Sequane

C’est sur les quais de Seine que nous trinquions après le travail d’un verre d’évasion vers des pays de soleil, regardant les bateaux sagement amarrés au quai Corneille.

Les péniches, le ventre alourdi de sable ou de graviers remontaient la Seine.

Souvent nous longions les quais jusqu’au port

Les cargos déchargeaient leurs précieuses marchandises

Des collines de souffre et de houille attendaient dans les fumées industrielles dissolvant l’activité des docks

Nous passions à Sahurs le bac que nous ne rations jamais celui-là

A la terrasse du grand café par jeu nous guettions au travers de nos verres les porte containers déboucher de la boucle que le fleuve fait à cet endroit et descendre vers le Havre les céréaliers rassasiés des silos dont la poussière des transbordements faisait fuir les pigeons.

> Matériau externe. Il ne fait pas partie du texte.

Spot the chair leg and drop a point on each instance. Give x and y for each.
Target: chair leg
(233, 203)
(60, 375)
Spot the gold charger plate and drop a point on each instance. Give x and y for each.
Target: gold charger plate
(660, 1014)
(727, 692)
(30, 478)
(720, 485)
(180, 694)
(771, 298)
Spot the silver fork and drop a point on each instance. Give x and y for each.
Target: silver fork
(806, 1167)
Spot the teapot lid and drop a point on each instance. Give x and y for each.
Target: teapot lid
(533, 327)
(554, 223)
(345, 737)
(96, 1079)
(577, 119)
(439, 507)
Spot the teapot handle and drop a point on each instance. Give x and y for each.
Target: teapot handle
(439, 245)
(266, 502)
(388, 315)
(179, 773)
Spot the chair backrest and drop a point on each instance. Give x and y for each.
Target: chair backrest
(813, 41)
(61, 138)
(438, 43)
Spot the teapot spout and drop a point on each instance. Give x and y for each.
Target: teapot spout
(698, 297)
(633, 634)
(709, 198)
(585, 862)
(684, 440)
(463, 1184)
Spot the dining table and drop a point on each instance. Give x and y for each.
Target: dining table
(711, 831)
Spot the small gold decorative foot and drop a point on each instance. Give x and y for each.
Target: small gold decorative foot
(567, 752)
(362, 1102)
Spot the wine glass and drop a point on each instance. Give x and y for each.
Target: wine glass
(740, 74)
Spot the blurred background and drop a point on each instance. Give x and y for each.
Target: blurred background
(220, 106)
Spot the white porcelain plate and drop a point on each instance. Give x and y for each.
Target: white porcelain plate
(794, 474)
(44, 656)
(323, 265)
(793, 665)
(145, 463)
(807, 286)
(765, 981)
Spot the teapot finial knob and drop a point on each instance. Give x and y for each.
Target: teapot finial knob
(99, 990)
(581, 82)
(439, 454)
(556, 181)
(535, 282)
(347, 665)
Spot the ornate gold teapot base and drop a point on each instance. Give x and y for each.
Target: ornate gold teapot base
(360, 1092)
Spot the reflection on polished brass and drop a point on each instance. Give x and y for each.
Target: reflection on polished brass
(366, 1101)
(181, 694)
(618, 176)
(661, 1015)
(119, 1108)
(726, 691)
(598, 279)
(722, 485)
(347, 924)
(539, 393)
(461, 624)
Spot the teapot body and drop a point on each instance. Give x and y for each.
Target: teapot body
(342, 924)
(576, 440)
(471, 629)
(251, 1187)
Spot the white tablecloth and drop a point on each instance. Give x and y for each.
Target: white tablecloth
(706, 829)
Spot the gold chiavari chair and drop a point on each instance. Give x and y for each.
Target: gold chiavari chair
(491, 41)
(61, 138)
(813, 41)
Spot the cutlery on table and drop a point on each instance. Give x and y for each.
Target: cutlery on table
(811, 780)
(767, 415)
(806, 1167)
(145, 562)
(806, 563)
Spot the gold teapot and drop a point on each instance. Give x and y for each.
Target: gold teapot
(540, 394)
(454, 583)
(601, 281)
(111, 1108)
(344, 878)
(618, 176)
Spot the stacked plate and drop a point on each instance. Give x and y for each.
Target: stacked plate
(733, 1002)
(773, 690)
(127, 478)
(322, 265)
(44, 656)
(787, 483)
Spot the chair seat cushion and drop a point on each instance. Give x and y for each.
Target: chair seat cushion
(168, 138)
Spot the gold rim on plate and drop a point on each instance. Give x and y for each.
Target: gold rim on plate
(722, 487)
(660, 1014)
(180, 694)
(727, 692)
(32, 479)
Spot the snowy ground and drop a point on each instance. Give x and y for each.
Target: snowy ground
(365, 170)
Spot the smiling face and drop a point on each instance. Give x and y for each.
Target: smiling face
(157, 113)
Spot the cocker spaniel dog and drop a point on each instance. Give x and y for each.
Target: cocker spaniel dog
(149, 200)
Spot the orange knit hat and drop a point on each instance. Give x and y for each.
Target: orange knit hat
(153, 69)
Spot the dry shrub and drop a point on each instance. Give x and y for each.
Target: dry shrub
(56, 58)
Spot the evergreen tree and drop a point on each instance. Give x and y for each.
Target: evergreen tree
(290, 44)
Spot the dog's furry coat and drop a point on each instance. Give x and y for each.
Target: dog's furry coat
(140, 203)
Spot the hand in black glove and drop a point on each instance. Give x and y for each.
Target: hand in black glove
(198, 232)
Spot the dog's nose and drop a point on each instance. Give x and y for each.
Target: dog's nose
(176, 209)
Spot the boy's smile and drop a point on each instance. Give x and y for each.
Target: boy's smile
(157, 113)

Et voguaient sur nos breuvages des Trois-Mâts et parfois même un knarr semblable à celui endormi dans les murs du château de Robert le Diable perché sur les falaises.

Au travers de nos verres dans une gorgée rafraîchissante, j’étais pirate et tu étais viking et nous abordions les bords de Seine puis repartions vers le grand large emportant dans une dernière lampée toutes les richesses de notre pays vers des terres lointaines.

Et notre course se poursuivait parfois de Duclair à l’estuaire et dans un dernier verre nous saluions les aventuriers des mers dans un joyeux au revoir.

Les bateaux empruntaient le chenal puis au fond de nos verres sombraient à l’horizon dans une dernière goutte de rêve.